Hi. Good morning. My question was concerning the Panama Canal, which was actually just addressed by the previous question. I would like to thank Anders for being such a wonderful CEO. It was a pleasure meeting you in New York. Best of luck on your future endeavors. One thing of concern I had is the U.S. listing that you plan on doing. Is there any timeline, specific goal for that listing in 2024?
I think at the moment it's, you know, obviously we want to take our time and do things properly. So we haven't, you know, we haven't said anything specifically, but, I mean, you can assume that we are working diligently and as quickly as we can. And so, you know, it would most likely be early 2024 that we are ready.
Excellent. Thank you so much. Best of luck to you, Anders. Thank you very much.
And we have one question from the chat from Fred with Ness. He asks, how has vessel speed development been in 2023? Why has it changed and what do you expect for 2024 and 2025?
That's maybe a question for me. So far in 2023, we haven't seen any big speed reduction. I mean, I think that the average speed for the fleet is about 50 knots. uh but we do expect that and because of the uh the new regulation kicking in uh that's uh going forward 24 and 25 uh some of the well i would say 60 of the fleets will need to reduce speed in order to be uh compliant so um but uh the effects as of now we haven't seen it so Again, that's a little bit of some of the bull stories for next year is that, you know, a majority of the fleets or a big chunk of the fleet need to reduce speed.

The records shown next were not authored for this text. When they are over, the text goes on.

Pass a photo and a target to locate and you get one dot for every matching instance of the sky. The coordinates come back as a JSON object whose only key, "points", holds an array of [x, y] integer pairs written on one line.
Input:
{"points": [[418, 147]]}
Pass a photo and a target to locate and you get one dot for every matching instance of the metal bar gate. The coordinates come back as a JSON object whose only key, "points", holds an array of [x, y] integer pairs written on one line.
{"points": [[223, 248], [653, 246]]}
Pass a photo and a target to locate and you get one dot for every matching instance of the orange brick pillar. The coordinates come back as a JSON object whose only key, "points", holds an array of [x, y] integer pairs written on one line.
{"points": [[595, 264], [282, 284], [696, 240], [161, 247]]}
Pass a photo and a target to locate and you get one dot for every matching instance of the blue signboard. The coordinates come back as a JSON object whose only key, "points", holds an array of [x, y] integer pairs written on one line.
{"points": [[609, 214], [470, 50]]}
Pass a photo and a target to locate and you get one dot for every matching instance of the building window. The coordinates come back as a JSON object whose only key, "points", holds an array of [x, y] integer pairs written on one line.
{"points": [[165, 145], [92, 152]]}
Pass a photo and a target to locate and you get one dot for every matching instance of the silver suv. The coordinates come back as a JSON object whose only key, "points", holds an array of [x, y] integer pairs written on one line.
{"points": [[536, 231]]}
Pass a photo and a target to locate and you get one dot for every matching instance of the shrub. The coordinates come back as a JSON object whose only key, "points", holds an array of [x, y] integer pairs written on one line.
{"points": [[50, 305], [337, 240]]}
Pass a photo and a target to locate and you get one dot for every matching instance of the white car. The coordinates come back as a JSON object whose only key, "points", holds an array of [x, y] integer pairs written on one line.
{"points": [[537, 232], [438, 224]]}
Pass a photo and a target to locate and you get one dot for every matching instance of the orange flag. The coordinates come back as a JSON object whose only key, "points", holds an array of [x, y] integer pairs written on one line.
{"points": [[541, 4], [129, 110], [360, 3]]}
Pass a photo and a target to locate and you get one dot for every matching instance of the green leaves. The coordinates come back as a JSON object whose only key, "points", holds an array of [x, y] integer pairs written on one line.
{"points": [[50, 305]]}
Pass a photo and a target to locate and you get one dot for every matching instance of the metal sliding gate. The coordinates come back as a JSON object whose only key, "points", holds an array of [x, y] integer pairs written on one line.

Should you have questions, please type them into the Zoom chat box. You can also click on the raise hand button to ask your question verbally. Please note that participants have been automatically muted. Please press unmute before speaking. We have another question from the chat channel, Glenn.
I think that question disappeared.
The next question is from Matthias with UBS, and he asks, could you please comment on the increase of the voyage expenses quarter on quarter by $90 million?
Ivor, can you help me with that?
That's a good question here. I think it's mainly due to higher port costs.
Port and canal costs related to the Panama Canal.
Thank you. Should you have questions, please type them into the Zoom chat box. You can also click on the raise hand button to ask your question verbally. Please note that participants have been automatically muted. Please press unmute before speaking.
Okay, with that, then I thank all for listening in, and I wish you all a great day.
Thank you. We have come to the end of today's presentation. Thank you for attending BWLPG's second quarter and first half 2023 financial results presentation. More information on BWLPG and BW Product Services are available at www.bwlpg.com and www.bwproductservices.com respectively. Have a good day and good night.